This article is accepted by the Journal of Steroid Biochemistry and Molecular Biology for publishing this year.
It is the first (really!) study dealing not only with present steroid use, but also with former aas users. I had a hard time getting enough bbs for statistical significance with steroid experience over several years, but being clean for at least one year at the point of examination.
The very difficult recruiting of such bbs is probably the reason for the lack of data on former aas users.

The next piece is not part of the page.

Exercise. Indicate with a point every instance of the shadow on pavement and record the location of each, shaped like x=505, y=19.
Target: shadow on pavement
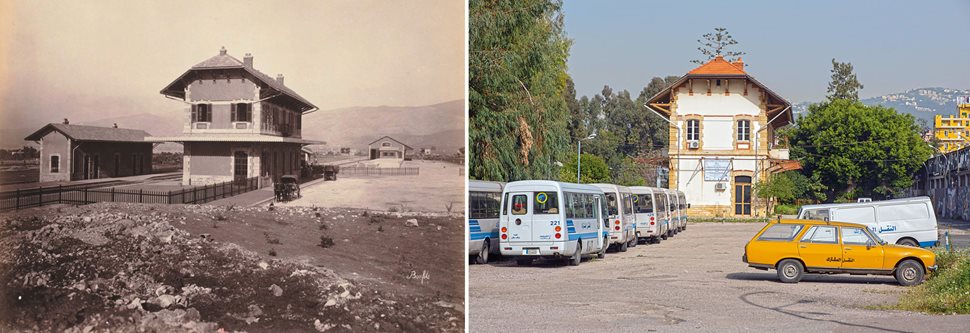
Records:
x=802, y=315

Internal and cardiologic long term health complications after several years of anabolic-androgenic steroid abuse

In contrast to several studies about the acute complications of anabolic steroid (AS) abuse, data from former long-term abusers (ExU) are lacking. There is also a paucity of data concerning the reversibilty of many acute side effects, e.g. a concentric left ventricular hypertrophy. We therefore investigated male bodybuilders and powerlifters, i.e. 15 ExU after withdrawel of AS for at least 12 months – 43 months on average – (weekly dosage 700 mg on 26 weeks per year over 9 years, mean values) as well as 17 athletes still abusing these substances (U, weekly dosage 750 mg on 33 weeks per year over 8 years). The “AS-Score”, which estimates the dosage and duration of AS abuse by a point score, did not differ between U and ExU. Echocardiographic and ergometry data were compared to 15 weightlifters (WL) of the German national team. U had a slightly higher systolic blood pressure in comparison with ExU (U: 140 ± 10, ExU: 130 ± 5 mmHg; means±SD; p < 0,05) and a clearly higher systolic blood pressure in comparison to WL (125 ± 10 mmHg, p < 0,001). The body dimension-related total heart volumina were similar in ExU and U, but significantly lower in WL. The LV muscle mass related to the fat-free body mass (FFM) of U (3,32 ± 0,48g/kg) was not significantly higher than in ExU (3,16 ± 0,53), but lower in WL (2,43 ± 0,26; p < 0,001). Concerning the mean LV wall thickness only the absolute values differed (p < 0,05) between U (11,8 ± 1,2mm and 0,14 ± 0,01mm/FFM) and ExU (10,8 ± 0,7 and 0,15 ± 0,02), but not if related to FFM; in WL all measures were significantly lower (9,8 ± 1,0 and 0,12 ± 0,01; p < 0,05-0,001). The mean LV wall thickness of U showed a weak correlation with the AS-Score (r = 0,49, p < 0,05). The ratio between LV wall thickness and internal diameter was not significantly different between U (42,1 ± 4,4 %) and ExU (40,3 ± 3,8), but increased in comparison with WL, respectively (36,5 ± 4,0; p < 0,001 and < 0,05). No differences in (normal) systolic and (reduced compared with WL) diastolic LV function were found between U and ExU.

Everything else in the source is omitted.